Laura Mitchell, a retired New York City sanitation woman who lives in Arroyo, one of the worst hit towns when Hurricane Maria made landfall on September 20, spoke to the WSWS by cellphone from her darkened apartment, which still lacks electricity. Only 42 percent of the island’s population has power.
“The teachers were having a peaceful protest when the cops came and roughed them up and took them away in handcuffs. The new superintendent, who is paid a lot of money, wants to close 184 schools, even though there is nothing wrong with them. Many schools were supposed to open last week, but they didn’t. It’s all part of the agenda. The Democrats and Republicans, and their parties here, are just out for the money.

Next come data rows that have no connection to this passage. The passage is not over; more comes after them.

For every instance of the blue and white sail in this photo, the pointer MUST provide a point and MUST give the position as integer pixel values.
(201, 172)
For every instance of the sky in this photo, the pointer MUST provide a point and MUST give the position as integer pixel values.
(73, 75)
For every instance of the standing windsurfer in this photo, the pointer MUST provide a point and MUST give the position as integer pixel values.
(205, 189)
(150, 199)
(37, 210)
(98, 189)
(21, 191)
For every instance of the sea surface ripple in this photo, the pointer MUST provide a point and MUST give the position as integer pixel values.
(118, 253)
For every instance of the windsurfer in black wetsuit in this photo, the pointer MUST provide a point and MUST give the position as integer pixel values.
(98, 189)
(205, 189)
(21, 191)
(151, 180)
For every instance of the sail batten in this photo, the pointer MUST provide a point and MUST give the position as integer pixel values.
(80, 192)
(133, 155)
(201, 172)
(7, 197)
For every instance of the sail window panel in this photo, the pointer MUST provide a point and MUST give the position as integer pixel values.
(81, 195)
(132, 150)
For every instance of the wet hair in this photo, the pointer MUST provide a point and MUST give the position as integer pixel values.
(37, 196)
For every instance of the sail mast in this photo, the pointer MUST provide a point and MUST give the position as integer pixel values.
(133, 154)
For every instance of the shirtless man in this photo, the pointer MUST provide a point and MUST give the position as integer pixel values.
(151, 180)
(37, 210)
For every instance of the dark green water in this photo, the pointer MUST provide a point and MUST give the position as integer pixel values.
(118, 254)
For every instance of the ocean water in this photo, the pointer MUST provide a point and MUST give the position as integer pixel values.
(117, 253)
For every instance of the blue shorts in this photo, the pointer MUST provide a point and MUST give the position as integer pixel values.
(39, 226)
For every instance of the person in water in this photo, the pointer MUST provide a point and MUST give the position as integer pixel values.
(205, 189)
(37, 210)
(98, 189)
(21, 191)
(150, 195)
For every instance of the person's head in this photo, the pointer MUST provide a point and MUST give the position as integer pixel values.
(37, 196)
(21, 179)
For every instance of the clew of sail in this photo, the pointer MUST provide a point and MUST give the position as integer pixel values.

“Thousands are leaving the island because unemployment is high, they’ve lost their homes or they don’t have electricity. But half of the 25,000 people who left for Florida have been put up in shelters. They thought they would get housing and a good job. Instead they are getting the lowest-paying jobs and are waiting in shelters until something opens up.
“My friend teaches first to fifth grade and she is taking her kid with her to Florida because they are cutting teachers and their salaries. If they eliminate schools, it means spending less money. I am afraid that Puerto Rico will be worse after the hurricane. I don’t agree with the privatization of the electrical company. How many workers will lose their jobs? They are already starting to charge for sanitation here, and what will it cost for power once they privatize it?”